If it can happen to him, what about us?
An interview with Jehona Binishi
Every year, an estimated 25 000 people in the European Union die from serious resistant bacterial infections, most of which are acquired in hospitals. No health system is immune from this event. This is just one example from the WHO European Region.
“My father, Professor Riza Binishi, was a wonderful man, a very well known and highly respected surgeon. He was an inspiration to many people, and I became a doctor in his footsteps. He became Dean of the Medical Faculty at a large university in my country, and he helped as the lead doctor and surgeon, saving hundreds of lives. He worked constantly, all the more after my mother died.”
“He was diabetic for more than 20 years, and after he retired, his circulation became a cause for concern, so finally he had to go into hospital to have his toe amputated. After the operation, his blood pressure was too low, his heart was causing problems and his general condition deteriorated. After four or five days in intensive care, his general condition got much worse. There was no real diagnosis, and he begged us not to leave him there. He said, ‘Take me home, it looks like they are just experimenting here.’”
An infection from antibiotic-resistant bacteria
“So we decided to take him to Berlin, Germany. It was a big decision, but we thought it was a risk worth taking, although it cost us a fortune. He went in a private plane to a special and distinguished cardiothoracic hospital. He arrived in very poor condition. They found that he had the new antibiotic-resistant organism New Delhi metallo-β-lactamase 1, or NDM-1. He had it in his lungs, his leg, his urine catheter – it was everywhere; he was in a state of sepsis.”

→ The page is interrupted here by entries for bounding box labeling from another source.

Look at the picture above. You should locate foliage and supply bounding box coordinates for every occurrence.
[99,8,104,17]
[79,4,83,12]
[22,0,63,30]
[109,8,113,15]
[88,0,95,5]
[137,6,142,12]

“They isolated him in quarantine, everything was disinfected, nobody was allowed in without infection control measures, it was terrifying, but it was treated very seriously. They did not want the bug to spread. In my country, they would just say, ‘Oh you’re his children, go in.’”
“Because his coronary arteries were 90% closed, they carried out three bypass operations and he improved. But two or three days later, the infection returned aggressively. They tried all kinds of antibiotics. I think he knew what was happening; we kept talking to him. We told him he was in Germany. He had a tear in his right eye, I think he knew perfectly well. He battled on for six weeks; he was such a strong man. Everyone tried so hard, but in February 2011 his system finally just collapsed. He was 73.”
“We do not know how the infection started, but we were told that there had been a patient in the intensive care unit of our national hospital before, so it was probably in the tubes that were inserted into him. My father gave all his working life to health, out at all hours, and working so hard.”
Health professionals also at risk
“It is not just patients who are threatened by drug resistance. Colleagues and I, we all know that anyone who works in the conditions we work in also puts themselves at risk. The conditions are very poor. Poor management and too little money.”
“All the work we do can go to water if antibiotic resistance is not reduced. In our country you can get antibiotics everywhere without prescriptions. I know my father had a serious condition, but if we cannot reduce antibiotic-resistant infections, the future is very bleak. For us it has been horrible of course, and my first baby is due this month. He will never see the baby.”
“This can happen to anyone. People have said, ‘If it can happen to him, what about us?’ And they are right.”